Se a alguém parece absurdo que assim sejam condenados, em sua generalidade,
todos os desejos pelos quais é o homem afetado por natureza, quando foram nele
implantados por Deus, o autor da própria natureza humana, respondemos que de
modo algum estamos condenando aquelas disposições que Deus assim imprimiu no
espírito do homem desde a criação original, visto que daí não podem ser erradicadas,
senão com a própria humanidade; ao contrário, condenamos apenas os impulsos
insolentes e desenfreados que se põem em conflito com a ordenança de Deus.
Agora, porém, quando, em razão da depravação da natureza, todas as faculdades
estão a tal ponto viciadas e corrompidas que em todas as ações sobressai a perpétua avtaxi,a [ataxí* – desordem] e imoderação, porquanto não se podem separar
as disposições dessa sorte de incontinência, por isso contendemos que elas são viciosas.

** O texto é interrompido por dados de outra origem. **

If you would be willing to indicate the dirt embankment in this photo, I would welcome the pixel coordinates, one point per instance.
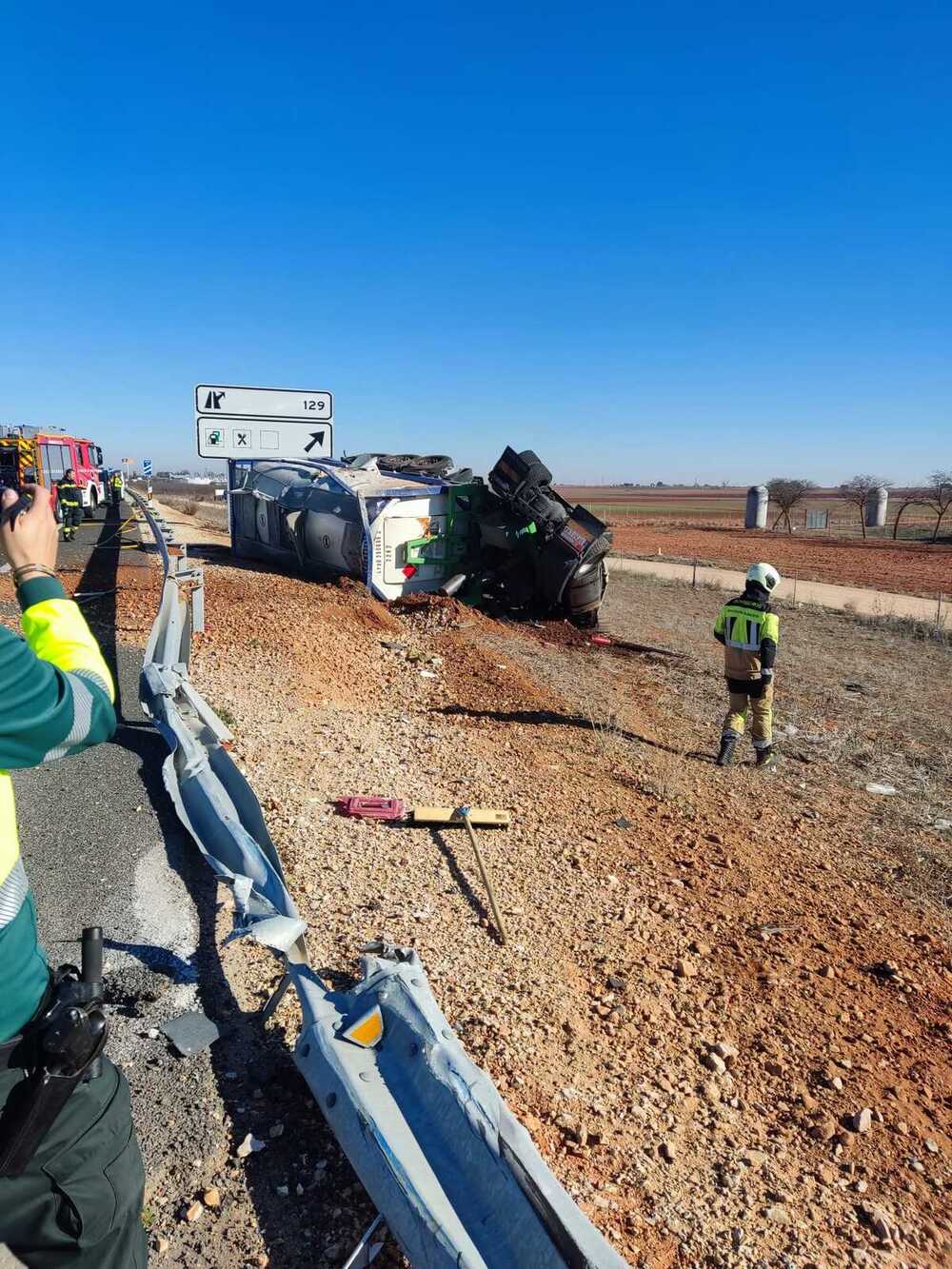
(722, 1018)
(910, 567)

Ou, caso se prefira ter a síntese da matéria em menospalavras, ensinamos que
são maus todos os desejos naturais dos homens e os pronunciamos culposos de
pecado, não pelo fato de serem naturais, mas porque são desregrados. Contudo, são
desregrados porque de uma natureza corrompida e poluída nada pode proceder de
puro nem sincero. Aliás, Agostinho não afasta tanto deste ensino quanto se mostra
na aparência. Quando quer evitar as calúnias dos pelagianos, às vezes se guarda de
chamar pecado à concupiscência; mas quando escreve que, enquanto a lei do pecado
permanecer nos santos, só a culpa é deles removida, dá a entender suficientemente
que, quanto ao sentido, está de acordo conosco.